Swiss Cottage School, DRC developed our Virtual School offer in March 2020 during the 1st pandemic lockdown. Our experiences of supporting pupils with complex medical needs that experienced absences from school due to hospital admissions informed the Virtual School design.

We worked with families to understand what worked well and what could work better to review the Virtual School from the Summer Term. This informed our planning for any classes that may experience the 2 week self-isolation period in the Autumn Term.

A two week timetable for every class linked to the curriculum pathway, classroom vision for learning, and EHCP priorities. Resources were prepared in advance so that any positive case response has an immediate support for families to avoid loss of learning. All staff were trained on the home learning technology in April 2020 and this was renewed in September 2020. This allowed for continued learning as the school responded to 32 positive COVID-19 cases in our school community.
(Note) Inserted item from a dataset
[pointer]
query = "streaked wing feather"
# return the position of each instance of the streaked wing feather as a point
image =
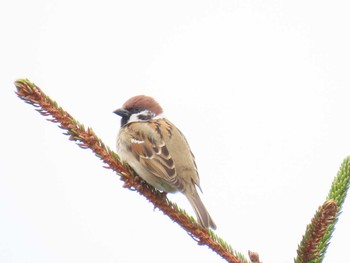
(154, 155)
The January 2021 lockdown informed a survey to all parents on their preference for onsite or virtual school provision. This also included a survey of staff on their preference of working onsite or within the virtual school.  The school created hybrid class groups to support 118 parents seeking onsite provision and 142 parents seeking virtual school provision to shield with the COVID-19 variant.

The school continues to use elements of the Virtual School model for individual pupils through our Multi-Agency coordinated intervention if long term absence is anticipated. 

Swiss Cottage School also produced learning modules for the Department for Education's 'Virtual School' known as the Oaks National Academy. 
 

Virtual School

Our virtual school was guided by the school’s 5 curriculum pathways:

https://swisscottage.camden.sch.uk/learning/curriculum/

The virtual teaching medium-term and short-term planning was guided by our school’s planning process:

https://swisscottage.camden.sch.uk/learning/teaching-learning/

The virtual teaching was assessed in partnership with families. This was through reflective questions provided by the class teacher to the family that linked to our school’s formative assessment process:

https://swisscottage.camden.sch.uk/learning/assessment-progress/

The school coordinated multi-agency provision (NHS therapists, CAMHS specialists) to ensure the virtual class timetable was connected. Families were involved in defining this timetable to promote their balance with home circumstances.

Monitoring Engagement and Welfare

A daily register was taken in the Virtual School for all pupils. The school had a cycle for monitoring engagement and a cycle for monitoring welfare of pupils. These are linked to the school’s normal processes:

Engagement: Weekly review cycle from the class teacher to identify successes and highlighted any measures we could put into place to promote further engagement. This involved the following areas:

  • Delivery of resources and technology

  • Broadband dongles and SIM cards for families using mobile data

  • Therapy resources

  • Modelling or examples of teaching approaches

Use of the school’s system from home (MyConcern and Communication Logs)

Welfare: Weekly monitoring meeting focused on Virtual School cohort as a discrete group

Referrals from the weekly monitoring meeting scheduled doorstep visits with families and/or planning meetings with multi-agency teams including NHS therapists, CAMHS specialists, and Social Care to put into place early intervention.

The Family Inclusion Team supported families directly with wellbeing priorities.

Quality Assurance

The school day promoted teacher workload balance.

Teachers continued to have the morning 8:30-9:15 time for a meeting on Microsoft Team to outline planning and preparation with the class team for the online learning focus of the day. This included opportunities for training and research linked to the long term vision for the class.

Clusters of teachers within the professional learning communities (NESTs) engaged in enquiry based reflective practice to develop approaches for delivering quality virtual learning and shared best practice between professionals.